Clásica lesión cerrada y traumática del muslo denominada contusión, dado que no es una herida abierta ni puntiforme. La contusión es generada por un objeto romo. En fútbol, para el caso que nos ocupa, el agente agresor es generalmente la rodilla ú objeto romo de un jugador, contra el muslo de un adversario. Para la estadística será a predominio en cara antero-externa del mismo. Un signo caracteristico es la parestesia ó “dormidera” momentanea de la zona agredida, por lo que el jugador la bautizó “paralítica”. El que jugó o juega fútbol sabe de lo que hablo.

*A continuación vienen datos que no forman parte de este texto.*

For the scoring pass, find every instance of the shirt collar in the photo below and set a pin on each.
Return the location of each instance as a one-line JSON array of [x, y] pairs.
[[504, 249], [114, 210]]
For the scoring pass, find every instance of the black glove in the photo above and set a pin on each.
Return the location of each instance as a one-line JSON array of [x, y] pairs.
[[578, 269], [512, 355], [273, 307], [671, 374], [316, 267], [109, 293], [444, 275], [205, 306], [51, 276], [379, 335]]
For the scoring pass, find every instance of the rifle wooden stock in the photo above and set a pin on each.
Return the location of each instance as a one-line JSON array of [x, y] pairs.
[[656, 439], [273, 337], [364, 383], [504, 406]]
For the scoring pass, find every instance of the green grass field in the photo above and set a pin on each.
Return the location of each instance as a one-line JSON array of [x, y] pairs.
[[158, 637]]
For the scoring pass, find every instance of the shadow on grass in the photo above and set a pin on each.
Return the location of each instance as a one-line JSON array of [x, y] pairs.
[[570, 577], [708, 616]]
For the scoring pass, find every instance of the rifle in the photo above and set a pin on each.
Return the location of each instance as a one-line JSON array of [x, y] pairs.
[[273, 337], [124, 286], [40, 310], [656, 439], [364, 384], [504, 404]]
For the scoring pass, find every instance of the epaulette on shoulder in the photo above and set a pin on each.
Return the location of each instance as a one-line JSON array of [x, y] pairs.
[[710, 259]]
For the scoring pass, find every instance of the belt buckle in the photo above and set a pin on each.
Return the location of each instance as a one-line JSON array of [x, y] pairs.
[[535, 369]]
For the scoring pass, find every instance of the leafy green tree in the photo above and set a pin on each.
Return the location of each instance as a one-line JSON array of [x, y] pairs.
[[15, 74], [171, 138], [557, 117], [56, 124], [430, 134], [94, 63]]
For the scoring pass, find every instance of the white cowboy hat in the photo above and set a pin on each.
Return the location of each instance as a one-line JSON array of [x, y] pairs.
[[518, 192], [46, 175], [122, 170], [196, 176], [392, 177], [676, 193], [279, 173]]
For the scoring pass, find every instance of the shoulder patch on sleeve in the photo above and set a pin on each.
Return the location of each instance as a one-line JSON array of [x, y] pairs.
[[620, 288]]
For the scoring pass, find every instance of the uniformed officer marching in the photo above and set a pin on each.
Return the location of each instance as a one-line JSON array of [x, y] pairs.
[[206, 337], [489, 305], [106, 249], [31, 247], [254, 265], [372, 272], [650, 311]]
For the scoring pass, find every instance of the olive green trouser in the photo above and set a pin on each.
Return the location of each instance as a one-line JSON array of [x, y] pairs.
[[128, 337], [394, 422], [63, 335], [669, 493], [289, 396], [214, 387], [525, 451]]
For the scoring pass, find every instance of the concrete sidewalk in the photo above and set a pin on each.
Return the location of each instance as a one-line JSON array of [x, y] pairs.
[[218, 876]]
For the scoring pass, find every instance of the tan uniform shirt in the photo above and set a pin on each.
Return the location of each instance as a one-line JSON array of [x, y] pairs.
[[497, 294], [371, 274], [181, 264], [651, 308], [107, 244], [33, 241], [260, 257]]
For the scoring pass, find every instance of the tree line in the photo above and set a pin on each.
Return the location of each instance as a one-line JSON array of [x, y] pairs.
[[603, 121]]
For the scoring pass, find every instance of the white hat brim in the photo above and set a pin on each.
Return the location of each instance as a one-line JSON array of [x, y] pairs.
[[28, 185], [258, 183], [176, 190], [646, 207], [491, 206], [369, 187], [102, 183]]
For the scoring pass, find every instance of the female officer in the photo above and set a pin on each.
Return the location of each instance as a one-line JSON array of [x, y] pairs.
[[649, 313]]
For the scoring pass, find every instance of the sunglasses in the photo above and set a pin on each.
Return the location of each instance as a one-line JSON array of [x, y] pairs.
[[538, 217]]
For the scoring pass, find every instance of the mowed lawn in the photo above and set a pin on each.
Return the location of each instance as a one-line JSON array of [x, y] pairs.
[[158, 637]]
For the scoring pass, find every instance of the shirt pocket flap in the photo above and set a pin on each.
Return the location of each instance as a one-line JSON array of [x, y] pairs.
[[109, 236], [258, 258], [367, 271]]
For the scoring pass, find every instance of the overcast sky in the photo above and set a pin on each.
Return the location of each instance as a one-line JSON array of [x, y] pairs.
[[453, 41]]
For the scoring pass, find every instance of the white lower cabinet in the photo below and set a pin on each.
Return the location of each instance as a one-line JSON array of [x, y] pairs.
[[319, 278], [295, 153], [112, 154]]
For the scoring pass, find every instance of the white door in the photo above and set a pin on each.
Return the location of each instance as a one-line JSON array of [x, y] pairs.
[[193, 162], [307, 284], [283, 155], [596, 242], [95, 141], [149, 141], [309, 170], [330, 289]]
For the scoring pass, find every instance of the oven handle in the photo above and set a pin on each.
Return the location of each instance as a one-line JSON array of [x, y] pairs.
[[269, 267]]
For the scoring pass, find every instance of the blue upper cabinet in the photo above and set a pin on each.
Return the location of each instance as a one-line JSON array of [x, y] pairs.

Dicho traumatismo contuso puede ser agudo y momentáneo en cuanto a dolor y limitación. Luego puede ocurrir, si el impacto fuera de mayor potencia y el agente agresor fuera realizado con el botín del jugador, que se genere un desgarro muscular sangrante, ya que además lesionaría la aponeurosis del músculo cuadricipital antedicho. Los vasos sanguíneos comienzan a drenar y la sangre avanza por el plano subcutáneo, entre la piel y la fascia aponeurotica del músculo en cuestión. Al principio pasa inadvertida, pues el hematoma de la piel impresiona más a la vista en mayor medida y se actúa frente a ella. Al otro día, en cambio, se observará una verdadera tumefacción blanda que fluctúa y que a la palpación se desplaza debajo de nuestros dedos e indolora por lo general, fuera del dolor del impacto producido. En este caso se ha originado una cavidad que va disecando el plano subcutáneo. Dicha patología ó verdadero signo, que se ve y palpa, es denominada síndrome de Morel-Lavallée.
 No es tan frecuente en futbol que se forme dicha bolsa hemática y sí lo es en fracturas de pelvis en gente obesa. Para tal ocasión nosotros siempre hemos drenado la seudo cavidad por punción inmediata. Mediante esa práctica se extrae líquido serohemático en cantidad. A continuación, vendaje compresivo con la finalidad de evitar el sangrado y la repetición de la colección hemática intertejidos. Paralelamente se trata el desgarro muscular postraumático si hubiera existido con control ecografico. En caso de repetir la colección hemática, en 48 horas drenamos quirúrgicamente y realizamos sutura de aponeurosis y piel.